One of the biggest advantages to the younger players filling the roles of their upperclassman teammates is the preparation it will bring for future seasons. 

“It’s really given [underclassman players] that boost of confidence to realize that they can handle the varsity game and they are fully capable of playing in it,” Zade said. “Next year when they are playing varsity, they’ll be more prepared and ready to take that leadership role.”

As the team approaches Regionals, Thayer is expecting a few bumps in the road, but an overall outstanding effort from the team. 

“Would we be a different team with all of our players healthy? Yes. Any team would,” Thayer said. “Our performance is impacted, but we can still do well.” 
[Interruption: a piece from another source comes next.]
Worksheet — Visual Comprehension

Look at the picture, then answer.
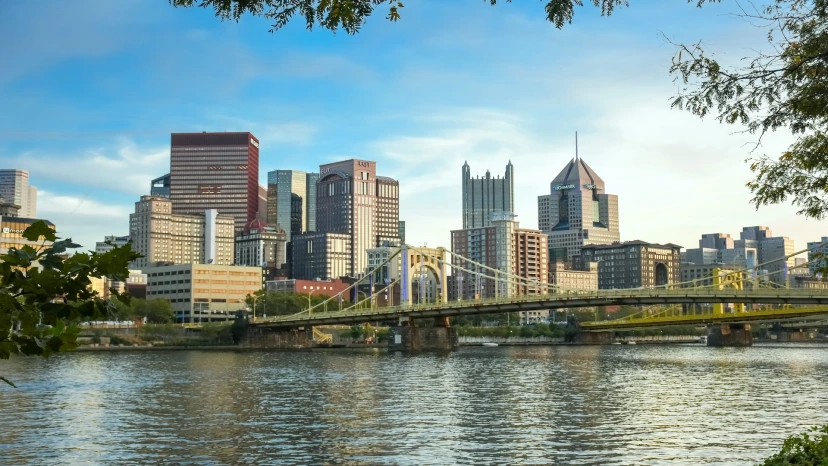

Although the seniors will not be able to perform directly on the field, their presence at games remains important to other players. 

“All of the seniors have really good communication skills. Even though they might be on the sidelines, they are still good at communicating with the rest of the team,” Carver said. 

Despite the team’s optimistic view toward the remainder of the season, Thayer knows that this hardship is something she wishes her senior players did not have to endure. 

“It’s kind of funny to think about last year when the seniors were impacted by missing out on things because of COVID. Really, this senior group has been impacted way more,” Thayer said. “You just feel for them for not getting the season that they deserve.”